Secondly, you need to plan for after the baby is born. There will be several incoming expenditures and no income increase to offset them. This includes consistent costs, such as baby formula, check-ups with the doctor, and diapers. For the time being, you would need to cut back considerably on your unnecessary costs to ensure your savings are not tapped.
Finally, there is variability in your expenses as your child grows. The first few years would include a lot of clothes, of course, so it might be smart to ask friends and family for any hand-me-downs. As the child grows older, you would be helping pay for their hobbies, health products, and more. You can’t predict many of these expenses, so you might be re-evaluating every year. For example, you might find that you need to afford braces for your kid one year or that they’re struggling in a high school class and you need to pay for a private tutor.
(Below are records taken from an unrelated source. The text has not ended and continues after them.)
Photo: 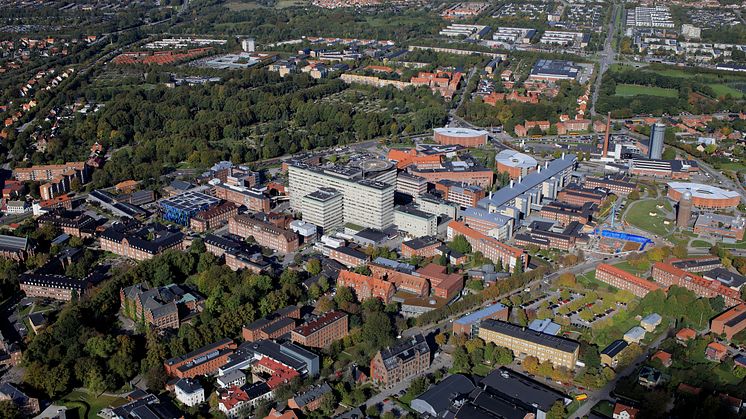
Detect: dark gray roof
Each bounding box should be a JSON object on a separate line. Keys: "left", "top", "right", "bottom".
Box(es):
{"left": 480, "top": 367, "right": 569, "bottom": 413}
{"left": 292, "top": 383, "right": 332, "bottom": 407}
{"left": 380, "top": 333, "right": 430, "bottom": 371}
{"left": 601, "top": 339, "right": 628, "bottom": 358}
{"left": 703, "top": 268, "right": 746, "bottom": 289}
{"left": 402, "top": 235, "right": 439, "bottom": 250}
{"left": 174, "top": 378, "right": 203, "bottom": 394}
{"left": 479, "top": 320, "right": 579, "bottom": 354}
{"left": 412, "top": 374, "right": 475, "bottom": 416}
{"left": 458, "top": 387, "right": 537, "bottom": 419}
{"left": 0, "top": 234, "right": 28, "bottom": 252}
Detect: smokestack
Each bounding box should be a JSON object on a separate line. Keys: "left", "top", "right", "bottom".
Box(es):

It is no easy task, but as long as you keep detailed notes of your expenses and keep your end goal in mind, you should be able to maintain your savings.
Conclusion
Financial planning is no easy task, and it is more than okay to ask for help where you need it. This help could be contacting a professional to manage your assets through a trust or asking your parents to babysit your kids while you return to work after a paternal leave and need to readjust to a working routine. The important thing is to take time to understand your incurred expenses and expected income, and set a clear goal for how much money you want to save over the years. Your plan’s specifics can be adjusted to your circumstances as they change over the years, but having a goal makes sure that you’re heading in the right direction.